The Moody's analysts noted that investment-grade corporate credit prices are close to long-run averages, while speculative-grade credit prices are only slightly higher.

"There is little reason to think that the pattern of investment-grade corporate issuance is unsustainable: investment-grade credit spreads over benchmark government bonds look close to long-run averages, rather than tighter than usual and there is little strong evidence of a shift in non-price factors," they said.

"High-yield credit spreads are indeed somewhat lower than average in both Europe and the U.S., but the gap is not yet large and factors such as issuance levels and projected default rates suggest that any subsequent correction would be manageable."

(Read More: Junk Bonds: Best in Class or Dangerous Bubble?)

The analysts acknowledged the surge in debt issuance in the last 18 months, but said it was not being driven by increased leverage, making a sharp price correction unlikely.

(Read More: Stocks Versus Bonds: Why Not Bet on Both?)
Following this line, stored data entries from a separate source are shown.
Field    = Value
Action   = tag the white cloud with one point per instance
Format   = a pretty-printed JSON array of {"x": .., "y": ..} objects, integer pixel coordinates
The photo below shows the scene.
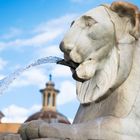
[
  {"x": 67, "y": 93},
  {"x": 42, "y": 34},
  {"x": 52, "y": 50},
  {"x": 61, "y": 23},
  {"x": 13, "y": 32},
  {"x": 18, "y": 114},
  {"x": 35, "y": 76}
]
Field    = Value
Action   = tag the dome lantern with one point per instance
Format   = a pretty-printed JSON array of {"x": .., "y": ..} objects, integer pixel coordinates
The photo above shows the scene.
[{"x": 49, "y": 94}]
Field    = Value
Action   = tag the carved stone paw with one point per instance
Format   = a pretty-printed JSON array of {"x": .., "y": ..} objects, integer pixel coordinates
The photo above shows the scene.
[{"x": 10, "y": 137}]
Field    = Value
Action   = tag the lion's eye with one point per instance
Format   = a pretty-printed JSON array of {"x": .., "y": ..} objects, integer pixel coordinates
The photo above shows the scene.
[
  {"x": 72, "y": 23},
  {"x": 89, "y": 21}
]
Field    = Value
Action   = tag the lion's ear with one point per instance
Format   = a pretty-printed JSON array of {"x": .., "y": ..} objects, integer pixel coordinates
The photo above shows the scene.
[{"x": 131, "y": 11}]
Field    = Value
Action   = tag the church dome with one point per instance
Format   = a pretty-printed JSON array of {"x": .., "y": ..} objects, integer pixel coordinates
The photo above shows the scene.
[
  {"x": 48, "y": 111},
  {"x": 49, "y": 116}
]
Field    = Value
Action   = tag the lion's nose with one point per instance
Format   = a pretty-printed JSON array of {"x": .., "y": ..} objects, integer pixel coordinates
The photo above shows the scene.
[{"x": 66, "y": 47}]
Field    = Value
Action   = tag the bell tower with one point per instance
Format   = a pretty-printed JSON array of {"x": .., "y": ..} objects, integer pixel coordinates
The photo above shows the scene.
[{"x": 49, "y": 94}]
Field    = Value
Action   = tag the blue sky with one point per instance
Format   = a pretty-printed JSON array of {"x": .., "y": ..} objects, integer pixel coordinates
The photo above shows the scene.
[{"x": 31, "y": 29}]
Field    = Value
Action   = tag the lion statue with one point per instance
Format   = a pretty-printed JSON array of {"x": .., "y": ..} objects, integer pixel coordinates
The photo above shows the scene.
[{"x": 104, "y": 45}]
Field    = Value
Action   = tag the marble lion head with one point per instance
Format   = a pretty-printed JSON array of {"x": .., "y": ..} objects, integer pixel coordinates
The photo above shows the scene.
[{"x": 101, "y": 42}]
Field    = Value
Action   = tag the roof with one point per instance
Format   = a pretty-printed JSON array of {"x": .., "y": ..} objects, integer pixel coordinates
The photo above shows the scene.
[{"x": 49, "y": 116}]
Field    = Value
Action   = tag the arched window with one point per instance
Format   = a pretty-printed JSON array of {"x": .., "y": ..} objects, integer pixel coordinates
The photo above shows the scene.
[{"x": 48, "y": 99}]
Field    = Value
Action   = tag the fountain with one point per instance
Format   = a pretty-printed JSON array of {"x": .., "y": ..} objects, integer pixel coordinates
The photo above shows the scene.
[
  {"x": 105, "y": 47},
  {"x": 5, "y": 82}
]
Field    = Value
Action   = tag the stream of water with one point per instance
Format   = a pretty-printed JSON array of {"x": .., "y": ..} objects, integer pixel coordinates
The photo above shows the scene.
[{"x": 5, "y": 82}]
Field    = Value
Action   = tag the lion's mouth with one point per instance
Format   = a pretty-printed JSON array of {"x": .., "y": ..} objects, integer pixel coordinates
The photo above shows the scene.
[{"x": 73, "y": 67}]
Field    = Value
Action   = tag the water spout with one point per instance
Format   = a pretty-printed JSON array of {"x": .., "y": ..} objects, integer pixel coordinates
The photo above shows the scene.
[{"x": 5, "y": 82}]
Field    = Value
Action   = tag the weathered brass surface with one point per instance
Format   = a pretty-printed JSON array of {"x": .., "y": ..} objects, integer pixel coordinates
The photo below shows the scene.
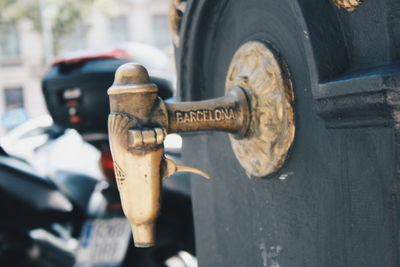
[
  {"x": 259, "y": 119},
  {"x": 271, "y": 133},
  {"x": 349, "y": 5},
  {"x": 176, "y": 10}
]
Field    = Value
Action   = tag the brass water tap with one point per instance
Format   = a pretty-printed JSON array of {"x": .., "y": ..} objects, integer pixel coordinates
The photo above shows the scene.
[
  {"x": 138, "y": 124},
  {"x": 257, "y": 111}
]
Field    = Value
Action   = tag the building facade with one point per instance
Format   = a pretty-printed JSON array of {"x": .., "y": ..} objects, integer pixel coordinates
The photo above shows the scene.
[{"x": 23, "y": 57}]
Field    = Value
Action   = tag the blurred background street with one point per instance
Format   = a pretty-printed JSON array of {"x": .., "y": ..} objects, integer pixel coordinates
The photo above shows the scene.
[{"x": 35, "y": 33}]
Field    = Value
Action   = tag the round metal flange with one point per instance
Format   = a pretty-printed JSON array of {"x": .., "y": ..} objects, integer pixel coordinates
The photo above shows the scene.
[{"x": 256, "y": 68}]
"Some of the recent strength in issuance is likely to reflect the disintermediation of the banking sector, particularly in Europe. However, debt securities remain a fairly small proportion of total corporate liabilities in the euro area, and have not significantly increased either in the U.S. or Europe over the past two years," they said.

In an interview with CNBC, Ellis said ultra-loose monetary policy was partially responsible for the high demand for corporate credit.

"We have obviously got a lot of liquidity out there from central bank actions," said Ellis, who heads the macro financial analysis team at Moody's.

"One of the encouraging things we have seen is that it is not really new managers coming into the asset class. It seems to be experienced fund managers who have been given the money and hopefully, they are more likely to know what they are doing... We have seen a bit of a portfolio shift away from government bonds and towards the corporate market, so it looks like those fund managers are just doing some portfolio rebalancing."